Background technology
Malignant tumour is the great chronic disease that threatens human health.The tumour patient that surpasses half need to carry out radiotherapy, but tumour patient radiotherapy untoward reaction individual difference is larger.Solve in the past tumor radiotherapy untoward reaction individual difference, concentrate on the raising of radiotherapy means or technology.Along with completing of molecular biological development and the Human Genome Project, the especially development of pharmacogenomics and radiation genomics, making from the reason of the level of molecule and gene searching tumor radiotherapy untoward reaction individual difference becomes study hotspot.Research finds that some genes or albumen and tumor radiotherapy untoward reaction are closely related, comprises oncogene, cancer suppressor gene, cyclin, apoptosis gene, somatomedin, DNA-repair gene etc.Detect the knubble biological genetic marker of radiotherapy untoward reaction individual difference, in order to before radiotherapy, predicting and evaluating is carried out in untoward reaction, will be conducive to the individualized treatment scheme that the clinician formulates radiotherapy.
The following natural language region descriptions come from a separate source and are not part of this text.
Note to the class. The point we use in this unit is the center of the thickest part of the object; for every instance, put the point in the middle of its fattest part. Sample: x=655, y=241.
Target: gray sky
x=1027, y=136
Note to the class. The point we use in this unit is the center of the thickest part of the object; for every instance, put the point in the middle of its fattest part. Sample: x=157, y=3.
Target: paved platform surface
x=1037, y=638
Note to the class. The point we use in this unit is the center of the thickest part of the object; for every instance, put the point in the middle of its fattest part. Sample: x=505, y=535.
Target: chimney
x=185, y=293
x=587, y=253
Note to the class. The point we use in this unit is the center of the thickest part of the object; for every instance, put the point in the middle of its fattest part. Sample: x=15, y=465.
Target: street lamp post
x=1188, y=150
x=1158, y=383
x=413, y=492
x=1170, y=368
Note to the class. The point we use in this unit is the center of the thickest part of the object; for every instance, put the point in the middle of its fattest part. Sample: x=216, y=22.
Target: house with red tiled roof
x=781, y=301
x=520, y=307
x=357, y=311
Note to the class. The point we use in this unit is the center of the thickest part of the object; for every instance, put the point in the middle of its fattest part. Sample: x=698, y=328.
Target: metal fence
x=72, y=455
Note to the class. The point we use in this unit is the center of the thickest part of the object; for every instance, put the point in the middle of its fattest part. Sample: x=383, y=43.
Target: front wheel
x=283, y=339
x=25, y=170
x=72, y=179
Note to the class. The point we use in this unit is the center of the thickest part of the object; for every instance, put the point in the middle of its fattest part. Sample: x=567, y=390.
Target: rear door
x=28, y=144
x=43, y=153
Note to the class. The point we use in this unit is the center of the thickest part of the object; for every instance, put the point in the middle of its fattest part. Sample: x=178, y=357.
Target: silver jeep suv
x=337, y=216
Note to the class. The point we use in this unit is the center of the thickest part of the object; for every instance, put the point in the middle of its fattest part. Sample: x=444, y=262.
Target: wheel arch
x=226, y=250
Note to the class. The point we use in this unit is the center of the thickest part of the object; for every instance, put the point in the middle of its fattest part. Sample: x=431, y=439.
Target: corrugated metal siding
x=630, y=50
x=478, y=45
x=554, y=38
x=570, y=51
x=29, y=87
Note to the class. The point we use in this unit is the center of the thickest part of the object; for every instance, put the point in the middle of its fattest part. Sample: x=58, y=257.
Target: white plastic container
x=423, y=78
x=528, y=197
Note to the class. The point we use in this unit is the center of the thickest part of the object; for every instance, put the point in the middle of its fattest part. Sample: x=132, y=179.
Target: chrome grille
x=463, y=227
Biochip technology starts from the reverse south point hybrid experiment of the end of the eighties in last century and south point hybridization at beginning of the nineties contriver Dr.Sountern research and development.The biochip industrial technology is mainly concerned with the aspects such as biochip preparation, biochip applications, biochip information process analysis.Biochip technology has become efficiently, has obtained on a large scale the important means of relevant information.Biochip technology has been widely used in preventive assessment and the numerous areas such as treatment, new drug development, judicial expertise, environmental pollution monitoring and Food Hygiene Surveillance of molecular biology research, disease at present.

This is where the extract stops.